Я прекрасно помню вечер, когда Макс остановил меня на бульваре. Я помню антипатию, которую тут же вызвали его физиономия, его манера держаться. Я опаздывал в кинотеатр, и вот его грустное еврейское лицо предстало передо мной. Он попросил прикурить, но мгновенно и ясно я осознал, что это только предлог. Мгновенно и ясно
С того вечера он стал вынюхивать меня по-ищеичьи, другого слова не подберу. Столкнувшись с ним то там, то здесь несколько раз, я поначалу отнёс это на счёт случайностей. Постепенно, однако, во мне росло подозрение. Выходя вечером на улицу, я уже спрашивал себя помимо воли: "Ну-ка, куда ты сегодня? Ага... а ты уверен, что Макс не повстречается тебе там?".
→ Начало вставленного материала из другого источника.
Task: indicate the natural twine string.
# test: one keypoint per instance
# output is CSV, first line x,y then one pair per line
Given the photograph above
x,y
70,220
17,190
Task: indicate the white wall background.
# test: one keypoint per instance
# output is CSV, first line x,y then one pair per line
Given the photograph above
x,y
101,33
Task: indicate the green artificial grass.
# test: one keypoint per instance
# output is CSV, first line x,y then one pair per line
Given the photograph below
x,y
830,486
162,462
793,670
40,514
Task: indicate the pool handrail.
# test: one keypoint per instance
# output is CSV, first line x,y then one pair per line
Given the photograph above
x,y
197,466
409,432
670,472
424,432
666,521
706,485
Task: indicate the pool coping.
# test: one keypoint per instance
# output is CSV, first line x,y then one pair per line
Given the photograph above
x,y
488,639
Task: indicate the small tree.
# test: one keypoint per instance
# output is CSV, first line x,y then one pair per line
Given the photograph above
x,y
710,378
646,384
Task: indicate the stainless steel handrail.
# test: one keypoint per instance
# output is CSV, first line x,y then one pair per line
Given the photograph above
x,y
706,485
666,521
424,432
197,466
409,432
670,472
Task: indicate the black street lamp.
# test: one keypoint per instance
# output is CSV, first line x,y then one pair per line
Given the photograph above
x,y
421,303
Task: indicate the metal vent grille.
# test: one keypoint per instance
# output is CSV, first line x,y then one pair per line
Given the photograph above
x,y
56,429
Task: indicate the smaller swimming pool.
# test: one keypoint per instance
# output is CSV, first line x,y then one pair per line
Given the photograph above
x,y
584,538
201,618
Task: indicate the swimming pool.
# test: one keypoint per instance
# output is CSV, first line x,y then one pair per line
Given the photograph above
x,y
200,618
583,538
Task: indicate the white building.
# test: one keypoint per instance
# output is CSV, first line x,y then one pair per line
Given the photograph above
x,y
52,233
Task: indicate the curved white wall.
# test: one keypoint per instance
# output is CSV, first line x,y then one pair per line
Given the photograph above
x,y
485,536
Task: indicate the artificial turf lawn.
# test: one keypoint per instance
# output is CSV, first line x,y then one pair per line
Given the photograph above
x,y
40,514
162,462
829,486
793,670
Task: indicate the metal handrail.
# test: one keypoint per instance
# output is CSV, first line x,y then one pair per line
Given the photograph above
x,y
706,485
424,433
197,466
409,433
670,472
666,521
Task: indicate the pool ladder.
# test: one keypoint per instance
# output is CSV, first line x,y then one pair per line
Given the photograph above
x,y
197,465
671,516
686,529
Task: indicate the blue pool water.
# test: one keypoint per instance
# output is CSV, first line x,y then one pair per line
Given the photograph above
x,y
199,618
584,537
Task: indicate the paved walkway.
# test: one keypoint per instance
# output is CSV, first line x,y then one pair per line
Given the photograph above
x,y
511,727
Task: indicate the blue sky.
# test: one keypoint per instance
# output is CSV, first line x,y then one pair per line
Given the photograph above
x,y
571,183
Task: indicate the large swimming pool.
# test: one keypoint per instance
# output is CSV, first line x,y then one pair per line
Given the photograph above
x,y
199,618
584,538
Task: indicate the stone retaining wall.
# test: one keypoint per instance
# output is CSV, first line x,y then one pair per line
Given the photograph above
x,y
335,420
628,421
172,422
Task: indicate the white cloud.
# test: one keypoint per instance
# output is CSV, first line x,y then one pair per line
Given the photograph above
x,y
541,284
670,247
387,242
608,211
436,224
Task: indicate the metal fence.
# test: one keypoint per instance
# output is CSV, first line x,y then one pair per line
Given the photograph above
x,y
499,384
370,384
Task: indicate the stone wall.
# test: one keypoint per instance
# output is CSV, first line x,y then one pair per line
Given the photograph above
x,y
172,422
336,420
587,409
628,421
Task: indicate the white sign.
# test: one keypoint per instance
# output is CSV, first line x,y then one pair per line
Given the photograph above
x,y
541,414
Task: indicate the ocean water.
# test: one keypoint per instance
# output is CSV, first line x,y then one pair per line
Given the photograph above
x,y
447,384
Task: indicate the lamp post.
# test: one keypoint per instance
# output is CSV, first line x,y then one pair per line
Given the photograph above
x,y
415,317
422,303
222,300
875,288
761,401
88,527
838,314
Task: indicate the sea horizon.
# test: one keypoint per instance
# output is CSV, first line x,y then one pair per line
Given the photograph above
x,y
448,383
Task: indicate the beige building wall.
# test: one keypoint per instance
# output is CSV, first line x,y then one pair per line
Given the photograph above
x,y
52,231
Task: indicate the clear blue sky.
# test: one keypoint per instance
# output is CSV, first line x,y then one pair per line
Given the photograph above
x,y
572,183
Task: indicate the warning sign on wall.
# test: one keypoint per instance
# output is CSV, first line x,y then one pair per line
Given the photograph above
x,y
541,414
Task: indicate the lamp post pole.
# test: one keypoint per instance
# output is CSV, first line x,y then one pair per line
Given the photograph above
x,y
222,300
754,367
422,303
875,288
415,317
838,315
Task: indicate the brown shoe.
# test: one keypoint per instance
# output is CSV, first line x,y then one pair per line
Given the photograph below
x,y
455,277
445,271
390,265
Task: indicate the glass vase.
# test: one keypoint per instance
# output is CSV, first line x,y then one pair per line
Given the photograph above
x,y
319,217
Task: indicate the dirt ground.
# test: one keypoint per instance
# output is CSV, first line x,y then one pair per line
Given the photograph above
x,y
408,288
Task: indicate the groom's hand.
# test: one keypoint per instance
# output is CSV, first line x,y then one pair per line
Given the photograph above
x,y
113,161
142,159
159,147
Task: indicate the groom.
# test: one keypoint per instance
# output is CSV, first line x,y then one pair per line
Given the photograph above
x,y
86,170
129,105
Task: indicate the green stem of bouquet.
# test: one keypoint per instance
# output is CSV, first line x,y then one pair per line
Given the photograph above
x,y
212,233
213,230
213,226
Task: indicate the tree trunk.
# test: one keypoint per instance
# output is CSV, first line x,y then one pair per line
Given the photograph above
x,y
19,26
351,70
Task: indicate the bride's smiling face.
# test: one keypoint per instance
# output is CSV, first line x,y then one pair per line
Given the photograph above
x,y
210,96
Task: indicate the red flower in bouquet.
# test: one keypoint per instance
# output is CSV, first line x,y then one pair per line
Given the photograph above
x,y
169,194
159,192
Прогуливаясь, я выбирал совершенно незнакомые мне районы города, такие, в которые, казалось, Максу не придёт в голову забраться. Я знал, что он должен придерживаться определённых маршрутов: Больших бульваров, Монпарнаса, Монмартра, то есть мест, где собираются туристы, из которых можно выжать копейку. К концу вечера я совершенно забывал о нём. Я приближался к дому, и Макс начисто улетучивался у меня из головы. И тут-то он выворачивался навстречу. И всегда вроде бы торопясь куда-то, бочком, головой вперёд. Как он оказывался именно в этом месте именно в эту минуту, ума не приложу. Странно было это, говорю вам. Он приближался ко мне, лицо его принимало выражение, специально предназначенное для меня, даю слово. Это была маска скорби и печали, будто высвеченная изнутри робким светом синагогальной свечки (если таковые существуют). Я заранее знал слова, с которыми он обратится ко мне, и начинал смеяться, когда он их произносил. И он всегда воспринимал мой смех как признак дружелюбия. "Миллер, и как вы поживаете?" произносил он с ударением, будто мы не виделись годы. Лицо его растягивалось в улыбке и тут же гасло в серьёзность, будто кто-то потушил упомянутую свечку. "Миллер, а вы знаете, что со мной было с тех пор, как мы с вами виделись?" - спрашивал он с упором, и это тоже был стандарт. Я прекрасно знал, что ничего с ним не "было", пока мы не виделись, но по опыту я также знал, что вскоре мы будем сидеть где-нибудь, смакуя игру, притворяясь, будто с ним действительно что-то произошло. Он ничего не делал, кроме как с утра до ночи шаркал до изнеможения по бульварам, и, следовательно, именно это и "было" с ним. Если на улице стояла тёплая погода или, наоборот, было холодно, то данные явления природы не просто существовали сами по себе, но "были" (случались) с Максом, пока мы не виделись. Ну а уж если он находил работу на день-другой, тут, разумеется, с ним происходило грандиозное событие. И, разумеется, всё, что "бывало" с ним, находилось только по одну сторону спектра человеческого бытия: чёрную его сторону. Как же иначе: Макс всегда жил в предвосхищении неудач, сначала мелких, потом крупных. Конечно же, неудачи настигали его, и именно в таком порядке: сначала мелкие, потом крупные.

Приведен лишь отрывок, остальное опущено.